Zimbabwe govt demands audit into meat processor CSC before approving $80mln investment

Zimbabwe govt demands audit into meat processor CSC before approving $80mln investment

By Chipo Musoko, HARARE, June 23 (The Source) – Zimbabwe’s state-owned meat processor, the Cold Storage Company (CSC), says it has secured an investor to inject $80 million into its struggling business but government is withholding approval, demanding a forensic audit to ascertain the state of the company.

CSC, at one time the largest meat processor in Africa, handled up to 150,000 tonnes of beef and associated bi-products a year and exporting beef to the European Union.

Mismanagement and persistent outbreaks of foot and mouth diseases halted the exports in 2001, affecting its viability. Since then, the parastatal has lurched from one crisis to another, underlined by a $25 million debt and the closure of its plants in Kadoma, Marondera and Chinhoyi in recent years. It has also run up losses of around $6 million annually for the past decade.

Chief executive, Ngoni Chinogaramombe told a parliamentary portfolio committee on agriculture on Tuesday that the company had submitted three turnaround strategies since 2009 which had not been approved by government, the shareholder.

He said in 2009 a plan by an Indonesian investor to inject $57 million into the company through a joint venture failed after government took too long to approve the deal.

In 2012, CSC submitted another proposal to dispose the company’s non-core assets to raise $8,5 million, which was also rejected.

Another plan, submitted in November 2013 and included disposal of idle assets for $14,5 million and proposals for joint ventures met the same fate.

“This plan is still to be approved by government, which has demanded that a forensic audit be carried out before finalising consideration of the plan,” Chinogaramombe said.

“There is one very keen prospective partner who is chasing us every time that they would want to bring in $80 million into CSC once the plan has been approved,” he said, without disclosing the name of the investor.

Pressed by Members of Parliament to explain why the shareholder was refusing to accept its turnaround strategies, Chinogaramombe said government wanted to institute a forensic audit first to understand its status.

“That process has just started, auditors are starting to come to CSC to get some information,” he said.

CSC board chairman, Lindela Ndlovu accused government of holding on to assets that were not profitable and urged MPs to assist.

“Government has ownership mentality that is problematic, whether we are gaining any money or not we (government) are still willing to hold on to assets that are costing (us),” he said.

He said the board had gone through three turnaround proposals and government was taking too long to decide.

“When an investor comes, they are not only looking at Zimbabwe or CSC, they are looking at a broad base of basket and if we take  two or three years to make a decision they are not going to sit on their money, they will move to where people make fast decisions,” he said.

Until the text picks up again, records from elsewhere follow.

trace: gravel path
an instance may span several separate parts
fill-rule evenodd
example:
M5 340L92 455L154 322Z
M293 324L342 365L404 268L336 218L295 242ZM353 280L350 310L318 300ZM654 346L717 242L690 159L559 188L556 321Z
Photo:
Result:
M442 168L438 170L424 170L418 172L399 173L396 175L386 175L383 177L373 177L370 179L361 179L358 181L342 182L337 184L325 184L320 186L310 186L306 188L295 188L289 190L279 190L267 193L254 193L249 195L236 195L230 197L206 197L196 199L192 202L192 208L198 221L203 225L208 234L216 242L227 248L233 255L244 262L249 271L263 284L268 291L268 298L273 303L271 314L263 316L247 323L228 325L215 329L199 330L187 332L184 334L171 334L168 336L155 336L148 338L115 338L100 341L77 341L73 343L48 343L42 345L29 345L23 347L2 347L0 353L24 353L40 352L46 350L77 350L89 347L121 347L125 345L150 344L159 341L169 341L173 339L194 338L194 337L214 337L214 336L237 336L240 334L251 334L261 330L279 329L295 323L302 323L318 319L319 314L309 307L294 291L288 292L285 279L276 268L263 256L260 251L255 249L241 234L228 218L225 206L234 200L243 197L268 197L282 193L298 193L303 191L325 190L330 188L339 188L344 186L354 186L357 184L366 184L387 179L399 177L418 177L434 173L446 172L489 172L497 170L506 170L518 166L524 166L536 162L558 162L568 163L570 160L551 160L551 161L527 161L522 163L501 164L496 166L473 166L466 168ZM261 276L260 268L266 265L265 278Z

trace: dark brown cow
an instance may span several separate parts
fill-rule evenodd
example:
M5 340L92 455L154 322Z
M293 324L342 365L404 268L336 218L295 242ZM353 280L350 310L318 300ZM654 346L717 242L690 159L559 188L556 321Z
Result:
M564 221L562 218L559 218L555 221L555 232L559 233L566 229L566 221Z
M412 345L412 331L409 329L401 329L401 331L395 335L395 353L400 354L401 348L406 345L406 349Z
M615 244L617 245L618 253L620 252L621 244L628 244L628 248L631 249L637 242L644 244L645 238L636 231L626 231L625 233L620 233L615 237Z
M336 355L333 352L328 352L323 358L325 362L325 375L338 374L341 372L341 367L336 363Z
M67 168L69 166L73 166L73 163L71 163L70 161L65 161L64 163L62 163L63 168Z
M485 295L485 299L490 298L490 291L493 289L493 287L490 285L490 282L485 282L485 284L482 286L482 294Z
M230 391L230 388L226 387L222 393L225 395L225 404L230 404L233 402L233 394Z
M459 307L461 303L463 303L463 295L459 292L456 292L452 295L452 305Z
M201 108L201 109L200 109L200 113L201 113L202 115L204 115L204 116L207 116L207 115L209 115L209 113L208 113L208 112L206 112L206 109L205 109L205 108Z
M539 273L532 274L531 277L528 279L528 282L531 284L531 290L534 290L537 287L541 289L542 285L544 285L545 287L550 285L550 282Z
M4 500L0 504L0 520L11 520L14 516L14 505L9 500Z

In the meantime, Chinogaramombe said the company had entered into long-term lease agreements on two of its ranches in Masvingo and Matabeleland South with cattle producers to utilize the farms and would be compensated through 10 percent heifers annually.

The company posted a loss of $1,4 million for the first quarter this year against a budgeted loss of $1,6 million due to undercapitalisation and low capacity.

“This year we are operating at a very low capacity just as has been happening in the past few years,” he said.

Its tannery was affected by export of raw hides but government recently imposed a 75cents per kg export levy for raw hides, which has seen an increase in locally processed hides from 1,000 per month in January to 10,000 in May.

Challenges facing the company include lack of long-term funding, antiquated equipment, declining market share which dropped to below 40 percent since government deregulated the beef industry in 1992.

The company’s debts have ballooned to over $25 million from $9 million in 2009, mainly from fixed costs such as wages, rates and taxes on land.

CSC owes its 413 employees $3,5 million in salary arrears.

“Some of our creditors including employees have been taking legal action. We are just facing a situation which is likely to explode one day,” he said.

The company has capacity to slaughter 700,000 animals per year but  last year the country slaughtered 284,000 animals.

In the first five months to May, the country slaughtered a total of 97,000 animals of which CSC slaughtered 5,600.

CSC has three functioning abattoirs in Chinhoyi —  which has limited operations — Bulawayo and Masvingo while the Kadoma and Marondera plants were mothballed.

Its tannery is operating at limited capacity and has three selling depots in Harare, Gweru and Mutare and seven ranches countrywide.

  • Tapiwa Mubonderi

    CSC has got a defunct business model, it was a vehicle for large scale colonial farmers to serve the European food market. It was geared to produce premium meat for export. However the current meat market has got a myriad of small scale producers, CSC cannot compete in the local market. It should be restructured so as to change its focus from being a premium export business and become a enabler of small scale beef farming. A proper empowerment deal would be to make farming communities the members and then use the infrastructure it has to compete in the local protein market. It should also be engaged to pool resources to help in growing the national cattle stock and create downstream processing industries so as to make full use of what is available.